A primeira UPP foi criada no Morro Dona Marta após uma visita do secretário Beltrame a uma creche que, recém-construída, tinha sido ocupada por traficantes, devido a sua posição privilegiada como posto de observação, e não pudera funcionar. As mães cobraram alguma providência e Beltrame determinou que, a exemplo da Cidade de Deus, o Dona Marta fosse ocupado.

O marketing se encarregou depois de criar o nome e a sigla. Nome, repita-se, extremamente adequado: hoje, tendo em vista a economia em armas pesadas e munição, e a diminuição dos danos à “imagem”, até os traficantes, cuja meta é vender, e não simplesmente criar confusão, podem ser adeptos do estado de “paz” (armada).
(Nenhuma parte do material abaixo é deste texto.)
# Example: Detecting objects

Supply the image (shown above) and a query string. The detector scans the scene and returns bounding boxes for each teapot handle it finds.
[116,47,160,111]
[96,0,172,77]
Militares atrapalham negócios

O que, então, deu errado na região onde fica o Morro do Alemão, alvo de tiroteio na noite de terça-feira, 6 de setembro?

Foi a presença de militares. Quem não é morador, nem policial, nem jornalista, nem funcionário público designado para a área, desconhece a diferença entre, por exemplo, o Morro do Alemão e a Vila Cruzeiro, de um lado, objeto de patrulhamento pelo Exército, e, de outro, os morros do Adeus e da Baiana. Para o leigo, tudo cabe dentro do conceito de “Complexo do Alemão”, esse nome bizarro a mais não poder. Com isso, compradores menos habitués de cocaína, crack, maconha e quejandos evitam todo o “Complexo”. Caiu o movimento no Adeus e na Baiana.

No Alemão e na Vila Cruzeiro também caiu, devido à proibição de bailes funk, importantes catalisadores das vendas. Mas uma parte dos traficantes nunca foi embora do morro. Nem se apreenderam todas as armas. Ou melhor, algumas das apreendidas voltaram. Foram recompradas por seus antigos donos.

Quando se anunciou que as Forças Armadas não sairiam do Alemão em outubro, como negociado com o governo estadual, os descontentes estrilaram. Com balas traçantes. Na véspera do Sete de Setembro.

Proteção política

E por que, complete-se, o governo fluminense pediu a prorrogação da presença militar? Porque sabia, melhor do que ninguém, que a área ainda está longe da pretendida “pacificação”. E que, por alguma razão ainda não explicitada, a Polícia Militar ainda não se vê em condições de substituir o Exército.

A versão comprada pela mídia foi a de que não deu tempo de preparar novos soldados. Um mês atrás, porém, o secretário Beltrame havia demonstrado, em conversas, satisfação com o aprestamento dos recrutas que irão para o Alemão.

Diante do risco de mais desgaste da imagem do governador Cabral, foi feito – e aceito − o pedido de prorrogação da presença militar. Mais uma vez, desde a primeira abdicação das forças da segurança pública estadual, em 1992 (durante a Rio-92), contingentes das Forças Armadas sediados no Rio de Janeiro são usados para proteger capital político e ambições de grupos no poder. Talvez seja o caso de apurar melhor essa nova história.